Agricultura

Etanol: queda do petróleo e coronavírus põem em risco futuro do setor

De acordo com especialista, o governo federal tem 30 dias para traçar medidas que possam dar competitividade ao biocombustível

Os preços do petróleo no mercado internacional recuaram para o menor patamar em quase 18 anos, com o barril sendo negociado perto de US$ 20. De acordo com o professor da Universidade de São Paulo (USP) e Fundação Getulio Vargas (FGV), Marcos Fava Neves, isso causou uma mudança abrupta no mercado de biocombustíveis, já que a tendência é que os combustíveis derivados de petróleo fiquem mais baratos.

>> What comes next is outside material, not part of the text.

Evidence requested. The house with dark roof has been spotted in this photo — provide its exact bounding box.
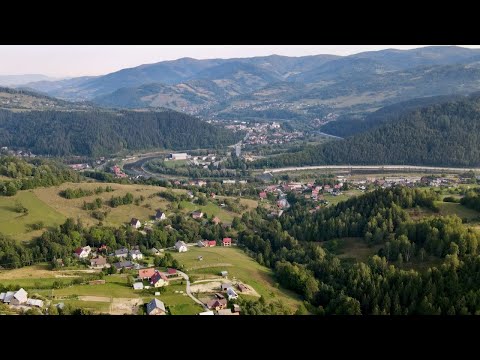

“Estamos todos assustados. O que era para ser um dos melhores anos para o setor sucroenergético erodiu em 30 dias. Primeiro, foi a guerra de preços do petróleo [entre Arábia Saudita e Rússia] e, depois, o coronavírus. Não lembro de ter visto em minha carreira uma mudança tão grande em tão pouco tempo”, diz o especialista.

Segundo Fava Neves, o setor de açúcar não sentirá tanto porque boa parte desta safra e da próxima foi negociada por até R$ 1.500 a tonelada. “Então não é a grande preocupação. E também não teremos um tombo no consumo do açúcar, pois o governo terá que dar suporte alimentar às famílias”, argumenta.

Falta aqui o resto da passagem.